I've had so many funny moments - fabulous blog fodder except that I forgot it with the next funny thing that happened. That's what it's like raising little people - the moments stick together into one big lump, so that when you look back you remember a moment or two; you remember what it felt like to lay your hand on their forehead and feel a fever and pray over it; to be handed pictures covered with markers that ran together, and every stick figure looks the same til the five year old explains it all to you - and the telling takes F.O.R.E.V.E.R.

I'm blessed to revisit this time, this season, in my life.  The first time was a blur. We had kids at home from 1976 to 2001 - a long time if you count the years, but it felt more like race cars flying around the track so that the colors all blended together, and before I knew it they were waving the flag and the race was over. Now I get to come back, do it a bit more slowly, growl a lot less, rarely raise my voice, and certainly no spankings. Just telling one that I'm disappointed causes tears to run down the face so that I end up feeling worse than the guilty party does.

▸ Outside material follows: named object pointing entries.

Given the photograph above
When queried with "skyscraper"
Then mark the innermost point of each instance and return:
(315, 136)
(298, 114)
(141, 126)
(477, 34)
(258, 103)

Twenty years later it's a blessing to cover the kitchen table with glitter and glue and not overly care that the floor is a mess. That there is a sheen to the rug that may never completely disappear. To tell them to get dressed, we're heading out, and they end up wearing a wild combination of colors that will possibly turn heads, but who cares. Not them. Not me. We can't fuss with such minor trivialities - every day together is an adventure, for them, for me, and we can't be bothered with stuff like matching outfits.

Twenty years ago, when I was knee deep in raising little people, it would have taken a hard sales pitch to convince me that rounding up everyone for tooth brushing, then cleaning the big, blue globs out of the sink was a passing blessing. But I know that now. That knowing is a gift in itself.